Is she just playing hard-to-get to boost her media profile and cash in on her skyrocketing celebrity status?
"The more confusing it becomes, the more publicity she gets in this crazy upside-down world we live in," said Franklin & Marshall College pollster G. Terry Madonna.
"It's bizarre," he said. "She's become a celebrity, a kind of rock star with no serious purpose in mind. I get no sense that anybody has a clue why they're covering this stuff."
Palin, who embarked this week on an ill-defined tour of historic sites that has drawn national media attention, shed little light on her White House ambitions yesterday:
"Don't know if I'm running yet," she said, "but having a great time on this tour."
That ambiguity is precisely the point, according to some political and media analysts who think that the Republican firebrand is manipulating the media to build a potentially lucrative brand name on the backs of her conservative supporters with folksy platitudes and calculated speculation about her political future.

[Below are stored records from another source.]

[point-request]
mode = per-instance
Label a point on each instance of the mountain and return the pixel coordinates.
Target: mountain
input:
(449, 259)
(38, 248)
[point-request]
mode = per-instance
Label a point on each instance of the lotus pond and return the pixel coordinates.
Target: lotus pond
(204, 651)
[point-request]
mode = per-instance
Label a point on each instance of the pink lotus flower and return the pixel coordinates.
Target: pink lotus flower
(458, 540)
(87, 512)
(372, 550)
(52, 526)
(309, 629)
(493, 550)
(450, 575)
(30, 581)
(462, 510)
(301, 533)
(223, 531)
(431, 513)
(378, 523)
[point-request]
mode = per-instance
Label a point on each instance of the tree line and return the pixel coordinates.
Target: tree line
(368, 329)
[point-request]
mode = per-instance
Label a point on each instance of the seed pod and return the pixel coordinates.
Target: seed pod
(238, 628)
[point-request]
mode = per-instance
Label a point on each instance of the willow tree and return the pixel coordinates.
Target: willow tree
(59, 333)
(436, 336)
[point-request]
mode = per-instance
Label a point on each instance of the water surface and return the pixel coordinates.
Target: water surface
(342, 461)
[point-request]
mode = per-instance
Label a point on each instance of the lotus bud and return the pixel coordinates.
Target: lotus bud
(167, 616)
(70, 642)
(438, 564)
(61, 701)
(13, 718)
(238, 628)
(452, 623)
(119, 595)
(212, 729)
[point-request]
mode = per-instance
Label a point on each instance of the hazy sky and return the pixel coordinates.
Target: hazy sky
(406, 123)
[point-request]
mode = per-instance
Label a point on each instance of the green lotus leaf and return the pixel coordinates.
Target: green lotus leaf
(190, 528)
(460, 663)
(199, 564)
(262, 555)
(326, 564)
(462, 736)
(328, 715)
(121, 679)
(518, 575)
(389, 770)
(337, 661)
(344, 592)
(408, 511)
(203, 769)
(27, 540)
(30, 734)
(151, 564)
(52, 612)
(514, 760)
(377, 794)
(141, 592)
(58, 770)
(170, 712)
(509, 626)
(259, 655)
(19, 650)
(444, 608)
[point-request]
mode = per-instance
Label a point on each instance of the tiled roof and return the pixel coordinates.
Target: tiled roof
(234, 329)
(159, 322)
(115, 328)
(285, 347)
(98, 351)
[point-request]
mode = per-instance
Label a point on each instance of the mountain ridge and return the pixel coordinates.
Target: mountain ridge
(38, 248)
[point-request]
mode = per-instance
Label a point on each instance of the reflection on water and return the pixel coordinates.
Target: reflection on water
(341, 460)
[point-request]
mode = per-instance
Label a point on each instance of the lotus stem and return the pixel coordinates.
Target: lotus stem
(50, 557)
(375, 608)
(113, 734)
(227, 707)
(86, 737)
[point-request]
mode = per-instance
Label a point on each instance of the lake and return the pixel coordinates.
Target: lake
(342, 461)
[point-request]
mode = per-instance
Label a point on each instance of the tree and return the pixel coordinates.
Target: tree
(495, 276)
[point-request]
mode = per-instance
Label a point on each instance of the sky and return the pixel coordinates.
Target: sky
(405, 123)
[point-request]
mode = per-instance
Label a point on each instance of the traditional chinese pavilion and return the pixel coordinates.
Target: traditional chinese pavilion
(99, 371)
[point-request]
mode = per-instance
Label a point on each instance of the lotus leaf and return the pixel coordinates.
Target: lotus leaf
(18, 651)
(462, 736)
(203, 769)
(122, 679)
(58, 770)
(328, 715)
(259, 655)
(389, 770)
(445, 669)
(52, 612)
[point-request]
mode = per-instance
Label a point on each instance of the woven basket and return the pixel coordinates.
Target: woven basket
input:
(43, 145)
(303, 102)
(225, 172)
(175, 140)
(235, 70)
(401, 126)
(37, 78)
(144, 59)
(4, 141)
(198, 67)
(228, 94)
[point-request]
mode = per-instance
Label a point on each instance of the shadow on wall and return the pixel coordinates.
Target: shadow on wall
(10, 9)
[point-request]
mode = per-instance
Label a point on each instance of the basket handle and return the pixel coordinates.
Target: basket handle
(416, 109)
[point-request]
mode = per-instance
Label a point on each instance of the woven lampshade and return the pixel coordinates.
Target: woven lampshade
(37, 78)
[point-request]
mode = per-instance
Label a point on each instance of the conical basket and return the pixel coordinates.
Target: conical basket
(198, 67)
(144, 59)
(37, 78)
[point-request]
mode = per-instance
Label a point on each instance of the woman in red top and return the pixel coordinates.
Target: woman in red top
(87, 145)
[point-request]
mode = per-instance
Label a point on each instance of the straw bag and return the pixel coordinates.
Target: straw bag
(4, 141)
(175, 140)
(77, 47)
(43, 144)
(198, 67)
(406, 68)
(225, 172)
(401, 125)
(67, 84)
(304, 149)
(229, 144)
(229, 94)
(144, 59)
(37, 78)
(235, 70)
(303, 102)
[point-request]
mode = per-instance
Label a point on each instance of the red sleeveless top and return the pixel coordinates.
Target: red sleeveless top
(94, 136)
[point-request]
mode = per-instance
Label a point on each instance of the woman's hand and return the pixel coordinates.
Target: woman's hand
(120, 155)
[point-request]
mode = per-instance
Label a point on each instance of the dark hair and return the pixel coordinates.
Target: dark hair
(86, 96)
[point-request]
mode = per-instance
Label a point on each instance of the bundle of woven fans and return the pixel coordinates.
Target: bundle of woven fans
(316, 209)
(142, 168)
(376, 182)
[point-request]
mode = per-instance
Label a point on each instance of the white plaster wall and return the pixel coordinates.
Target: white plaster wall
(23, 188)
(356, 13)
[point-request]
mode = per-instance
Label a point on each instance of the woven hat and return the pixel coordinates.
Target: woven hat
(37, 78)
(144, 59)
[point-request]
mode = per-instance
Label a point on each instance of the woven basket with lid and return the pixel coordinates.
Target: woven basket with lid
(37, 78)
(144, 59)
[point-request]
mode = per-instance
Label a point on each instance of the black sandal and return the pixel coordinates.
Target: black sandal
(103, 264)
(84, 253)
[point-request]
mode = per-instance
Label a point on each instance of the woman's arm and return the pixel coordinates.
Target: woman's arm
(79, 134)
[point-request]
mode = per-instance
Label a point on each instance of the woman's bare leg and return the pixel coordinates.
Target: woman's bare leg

Andrew Mendelson, chairman of Temple University's journalism department, expects this story to end with Palin - best-selling author, Fox News pundit and reality-TV star who charges six figures for speaking engagements - laughing all the way to the bank.
"This is about building up her brand and definitely mocking the mainstream media," Mendelson said. "There's an intentionality about what she's doing."
Palin, who has turned political reporters into virtual enemies of the state in the eyes of her fans, has pulled off an impressive coup with her "One Nation" bus tour, which stopped at Gettysburg and Mount Vernon, and included a dinner with Donald Trump in Manhattan.
By keeping reporters in the dark about where her entourage will stop next, Palin has manufactured so much interest that the press corps she so often criticizes is now clinging to her every word, even if the words are mostly "vagaries and generalities," Mendelson said.
It's the silver bullet of free publicity. Reporters hate being out of the loop. Pull back the information and they'll come to get it. No one wants to be scooped.
"I would say the joke is on the media," Mendelson said.
"If you didn't cover her, she could say, 'Look how liberal they are, they won't even cover me.' But by covering her, she's able to say, 'Look, they're bending over backwards to get to us, we must be relevant.'
"It's a win-win for her," he said.
Teri Adams, president of the Independence Hall Tea Party Association, was roasting in the sun yesterday, waiting for Palin to arrive.
"I think she's been teasing the press, who have been very hard on her," Adams said. "And I can't blame her.
"She's a formidable figure in politics. She's not someone that anyone should take lightly."
Political analysts aren't so sure.
"Her negatives, from a pollster's perspective, are just through the ceiling," said Christopher Borick, director of the Muhlenberg College Institute of Public Opinion. "Those are some really strong deterrents for her to run.
"If, at the end of the day, she expands her brand for commercial purposes, it's probably not a bad strategy for her," he said.
But several Palin supporters at yesterday's event say she's already got their vote.
They desperately want her to pull the trigger - and prove the media wrong by getting elected.
Elaine Couch, who calls Palin "my girl," rushed back to her Mayfair home to grab her camera and Palin buttons before heading down to Independence Hall to see the potential candidate in person.
President Obama is "a socialist," Couch said, and Palin is "for capitalism." It's that simple.
"She generates a lot of excitement," Couch said.
"Contrary to the way the media portrays her, I think she knows what she's doing and she's not afraid to speak out for what she believes in. I think we need somebody like that."
Madonna, however, has all but dismissed Palin as a viable candidate, saying she is unlikely to attract enough support from suburban voters in key states like Ohio, Pennsylvania and Florida.
"This is about celebrity and all of the perquisites that come with being a celebrity," Madonna said.
"This is about fame. It's not about a serious candidate for the presidency of the United States."